Perhaps the most grotesque whistleblower-related story in recent memory surrounds the now-infamous case of Anders Kompass, the UN human-rights official who exposed child-rape by “peacekeeping” troops in Africa after the UN refused to act on it. But the book is filled with startling examples of corruption, mismanagement, and more, ranging from brazen theft of taxpayer money to the sexual abuse and exploitation of children by UN “peace” troops. Just the quotes from the UN whistleblowers exposing the putrid UN culture of impunity make the book worth reading. Apparently the UN did not want a “culture of snitches,” as one whistleblower put it.
It got so bad that in 2015, as Warah explains, a coalition of nine UN whistleblowers got together to raise the matter with UN Secretary-General Ban Ki Moon. “Each of us has blown the whistle on serious wrongdoing, gross misconduct, and even criminal acts at the United Nations,” the group wrote in the letter, which is quoted in the book. “Our collective experience of reporting misconduct in the UN covers sexual exploitation, abuse of power, corruption, and other criminals activity over a period of more than a decade and a half.”
Instead of the UN scrambling to make things right, though, it responded in every case by attacking the whistleblower instead of the crimes, abuse, and the people behind the problems. “Each of us has faced retaliation for reporting the wrongdoing,” the whistleblowers continued. “Our cases are well-known, and sadly, deter others from reporting wrongdoing. This must change.” Unfortunately for humanity, despite threats from Congress to cut funding, and increasingly widespread media attention, nothing has changed, as the book documents extensively.

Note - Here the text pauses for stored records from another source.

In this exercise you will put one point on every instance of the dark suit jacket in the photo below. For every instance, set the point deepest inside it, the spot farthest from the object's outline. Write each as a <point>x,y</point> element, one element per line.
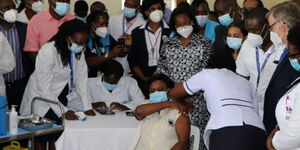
<point>138,56</point>
<point>283,76</point>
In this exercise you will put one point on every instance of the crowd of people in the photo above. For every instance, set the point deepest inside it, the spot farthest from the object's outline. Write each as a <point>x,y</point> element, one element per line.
<point>233,72</point>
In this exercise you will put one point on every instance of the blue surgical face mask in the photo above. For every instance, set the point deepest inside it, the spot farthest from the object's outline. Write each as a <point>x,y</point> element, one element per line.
<point>109,87</point>
<point>129,12</point>
<point>62,8</point>
<point>202,20</point>
<point>75,48</point>
<point>295,64</point>
<point>234,43</point>
<point>225,20</point>
<point>159,96</point>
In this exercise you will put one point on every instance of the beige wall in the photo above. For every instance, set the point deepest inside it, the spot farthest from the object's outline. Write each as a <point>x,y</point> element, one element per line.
<point>114,6</point>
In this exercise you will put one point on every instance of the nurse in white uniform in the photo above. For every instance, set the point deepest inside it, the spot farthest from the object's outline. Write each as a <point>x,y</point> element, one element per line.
<point>234,123</point>
<point>60,70</point>
<point>7,61</point>
<point>286,136</point>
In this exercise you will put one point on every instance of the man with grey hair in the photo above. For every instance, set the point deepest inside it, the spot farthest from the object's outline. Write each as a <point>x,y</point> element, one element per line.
<point>281,18</point>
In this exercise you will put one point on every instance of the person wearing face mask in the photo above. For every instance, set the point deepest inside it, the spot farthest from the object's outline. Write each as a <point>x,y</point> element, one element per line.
<point>200,10</point>
<point>15,33</point>
<point>163,125</point>
<point>185,55</point>
<point>147,41</point>
<point>44,25</point>
<point>281,18</point>
<point>286,134</point>
<point>121,26</point>
<point>113,90</point>
<point>81,8</point>
<point>29,8</point>
<point>235,38</point>
<point>228,13</point>
<point>60,75</point>
<point>257,55</point>
<point>234,123</point>
<point>101,45</point>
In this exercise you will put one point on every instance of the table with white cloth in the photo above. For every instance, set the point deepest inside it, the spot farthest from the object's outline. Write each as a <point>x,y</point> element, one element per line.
<point>101,132</point>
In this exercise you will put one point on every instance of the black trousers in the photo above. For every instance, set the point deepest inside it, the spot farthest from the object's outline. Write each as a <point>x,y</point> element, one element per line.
<point>52,116</point>
<point>244,137</point>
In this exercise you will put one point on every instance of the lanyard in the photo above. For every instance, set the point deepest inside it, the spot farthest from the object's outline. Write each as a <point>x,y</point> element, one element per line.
<point>72,83</point>
<point>284,53</point>
<point>260,69</point>
<point>124,31</point>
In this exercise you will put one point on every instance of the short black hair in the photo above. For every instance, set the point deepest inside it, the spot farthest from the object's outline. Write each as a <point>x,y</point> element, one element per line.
<point>112,67</point>
<point>259,14</point>
<point>81,5</point>
<point>162,77</point>
<point>94,15</point>
<point>241,26</point>
<point>222,60</point>
<point>293,36</point>
<point>196,3</point>
<point>183,10</point>
<point>146,4</point>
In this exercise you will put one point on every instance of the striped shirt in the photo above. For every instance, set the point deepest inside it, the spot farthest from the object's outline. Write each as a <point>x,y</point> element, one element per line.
<point>13,40</point>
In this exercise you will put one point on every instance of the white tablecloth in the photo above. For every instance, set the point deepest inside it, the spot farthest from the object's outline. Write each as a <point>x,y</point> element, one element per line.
<point>99,133</point>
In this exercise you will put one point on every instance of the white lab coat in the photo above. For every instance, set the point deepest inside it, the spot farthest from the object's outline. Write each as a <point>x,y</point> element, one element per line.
<point>49,79</point>
<point>7,61</point>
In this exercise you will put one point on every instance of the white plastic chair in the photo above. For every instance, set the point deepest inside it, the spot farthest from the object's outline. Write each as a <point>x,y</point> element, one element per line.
<point>195,131</point>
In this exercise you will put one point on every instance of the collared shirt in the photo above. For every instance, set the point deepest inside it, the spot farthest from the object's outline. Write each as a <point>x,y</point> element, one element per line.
<point>246,64</point>
<point>116,24</point>
<point>21,17</point>
<point>127,92</point>
<point>153,41</point>
<point>13,40</point>
<point>41,28</point>
<point>288,118</point>
<point>230,98</point>
<point>7,61</point>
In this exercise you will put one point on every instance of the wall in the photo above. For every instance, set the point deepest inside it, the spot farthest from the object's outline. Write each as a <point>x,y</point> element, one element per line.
<point>114,6</point>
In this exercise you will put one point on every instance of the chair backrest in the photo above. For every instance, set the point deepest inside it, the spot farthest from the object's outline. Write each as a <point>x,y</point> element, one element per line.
<point>195,131</point>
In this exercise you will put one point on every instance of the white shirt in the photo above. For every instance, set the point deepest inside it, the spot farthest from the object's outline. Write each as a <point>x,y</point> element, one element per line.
<point>288,137</point>
<point>246,65</point>
<point>116,27</point>
<point>21,17</point>
<point>7,61</point>
<point>231,99</point>
<point>127,92</point>
<point>49,79</point>
<point>153,43</point>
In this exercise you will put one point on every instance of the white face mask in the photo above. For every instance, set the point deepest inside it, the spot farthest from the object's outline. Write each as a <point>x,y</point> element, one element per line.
<point>10,15</point>
<point>102,31</point>
<point>255,40</point>
<point>185,31</point>
<point>156,16</point>
<point>37,6</point>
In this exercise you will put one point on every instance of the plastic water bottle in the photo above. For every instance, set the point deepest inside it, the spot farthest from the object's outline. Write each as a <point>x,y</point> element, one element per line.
<point>3,105</point>
<point>13,120</point>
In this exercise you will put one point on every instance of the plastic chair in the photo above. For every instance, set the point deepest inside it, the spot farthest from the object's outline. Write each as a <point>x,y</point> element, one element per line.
<point>195,131</point>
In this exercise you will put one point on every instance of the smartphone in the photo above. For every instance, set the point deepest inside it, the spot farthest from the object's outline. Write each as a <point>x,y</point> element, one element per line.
<point>121,41</point>
<point>130,113</point>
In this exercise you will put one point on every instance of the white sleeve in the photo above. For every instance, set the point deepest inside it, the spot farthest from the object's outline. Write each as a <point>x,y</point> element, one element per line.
<point>136,95</point>
<point>7,59</point>
<point>288,137</point>
<point>195,83</point>
<point>45,63</point>
<point>241,66</point>
<point>81,82</point>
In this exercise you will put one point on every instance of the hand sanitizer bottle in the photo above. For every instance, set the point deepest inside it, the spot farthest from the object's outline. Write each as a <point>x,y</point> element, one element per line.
<point>13,121</point>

Warah's realization that something was very wrong at the UN began while she was serving at UN-Habitat as an editor of various publications, including the important “State of the World's Cities” report. Her troubles began in 2009, when she traveled to Bahrain with Anna Tibaijuka, the executive director of the UN-Habitat agency that focuses on promoting “sustainable” cities. During the visit, Warah explained, some Bahrain officials asked how their money was being used.